Avoid handling Corrupted State Exceptions

Avoid handling Corrupted State Exceptions

Microsoft docs

Description

CSE indicates that the state of a process has been corrupted and not caught by the system. In the corrupted state scenario, a general handler only catches the exception if you mark your method with the System.Runtime.ExceptionServices.HandleProcessCorruptedStateExceptionsAttribute attribute. By default, the Common Language Runtime (CLR) does not invoke catch handlers for CSEs.

The safest option is to allow the process to crash without catching these kinds of exceptions. Even logging code can allow attackers to exploit memory corruption bugs.
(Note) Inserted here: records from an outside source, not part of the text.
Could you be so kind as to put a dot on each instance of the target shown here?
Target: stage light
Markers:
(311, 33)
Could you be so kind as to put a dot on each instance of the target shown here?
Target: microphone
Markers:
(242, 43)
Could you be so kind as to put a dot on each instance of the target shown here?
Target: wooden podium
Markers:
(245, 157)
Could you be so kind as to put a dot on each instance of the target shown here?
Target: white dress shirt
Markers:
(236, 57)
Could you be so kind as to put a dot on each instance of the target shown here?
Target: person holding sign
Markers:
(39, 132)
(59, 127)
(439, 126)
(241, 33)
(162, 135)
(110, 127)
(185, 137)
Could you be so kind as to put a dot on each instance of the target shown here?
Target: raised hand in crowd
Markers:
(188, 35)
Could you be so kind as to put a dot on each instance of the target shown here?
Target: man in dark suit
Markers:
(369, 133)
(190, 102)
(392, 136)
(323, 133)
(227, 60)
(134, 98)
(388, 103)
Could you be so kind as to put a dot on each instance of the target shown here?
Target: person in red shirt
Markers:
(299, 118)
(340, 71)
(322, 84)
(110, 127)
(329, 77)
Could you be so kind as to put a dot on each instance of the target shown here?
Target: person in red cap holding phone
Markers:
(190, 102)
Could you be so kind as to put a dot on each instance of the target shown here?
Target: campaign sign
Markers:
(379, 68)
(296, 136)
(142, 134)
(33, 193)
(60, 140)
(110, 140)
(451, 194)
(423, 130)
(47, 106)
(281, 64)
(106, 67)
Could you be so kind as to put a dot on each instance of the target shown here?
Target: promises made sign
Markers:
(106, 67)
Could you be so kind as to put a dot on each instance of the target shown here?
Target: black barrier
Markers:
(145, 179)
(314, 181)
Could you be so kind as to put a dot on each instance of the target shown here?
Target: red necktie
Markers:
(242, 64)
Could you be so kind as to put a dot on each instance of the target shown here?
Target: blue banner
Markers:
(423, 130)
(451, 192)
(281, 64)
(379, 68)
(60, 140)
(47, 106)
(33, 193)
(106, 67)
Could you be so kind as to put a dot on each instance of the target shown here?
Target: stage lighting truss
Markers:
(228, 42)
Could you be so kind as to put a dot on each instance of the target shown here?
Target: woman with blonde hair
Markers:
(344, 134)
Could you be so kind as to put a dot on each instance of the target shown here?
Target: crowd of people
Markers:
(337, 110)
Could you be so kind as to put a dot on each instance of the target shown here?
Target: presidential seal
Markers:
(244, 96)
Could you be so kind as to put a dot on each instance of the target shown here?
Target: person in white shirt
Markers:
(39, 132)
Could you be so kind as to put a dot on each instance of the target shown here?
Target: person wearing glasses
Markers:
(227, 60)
This warning triggers when catching CSEs with a general handler that catches all exceptions, for example, catch (System.Exception e) or catch with no exception parameter.

Cause

Corrupted State Exceptions (CSEs) indicate that memory corruption exists in your process. Catching these rather than allowing the process to crash can lead to security vulnerabilities if an attacker can place an exploit into the corrupted memory region.

How to fix violations

To resolve this warning, do one of the following:

  • Remove the System.Runtime.ExceptionServices.HandleProcessCorruptedStateExceptionsAttribute attribute. This reverts to the default runtime behavior where CSEs are not passed to catch handlers.
  • Remove the general catch handler in preference of handlers that catch specific exception types. This may include CSEs, assuming the handler code can safely handle them (rare).
  • Rethrow the CSE in the catch handler, which passes the exception to the caller and should result in ending the running process.

Example

[HandleProcessCorruptedStateExceptions]
// Method that handles CSE exceptions.
void TestMethod1()
{
    try
    {
        FileStream fileStream = new FileStream("name", FileMode.Create);
    }
    catch (Exception e)
    {
        // Handle exception.
    }
}

When to suppress

Do not suppress a warning from this rule.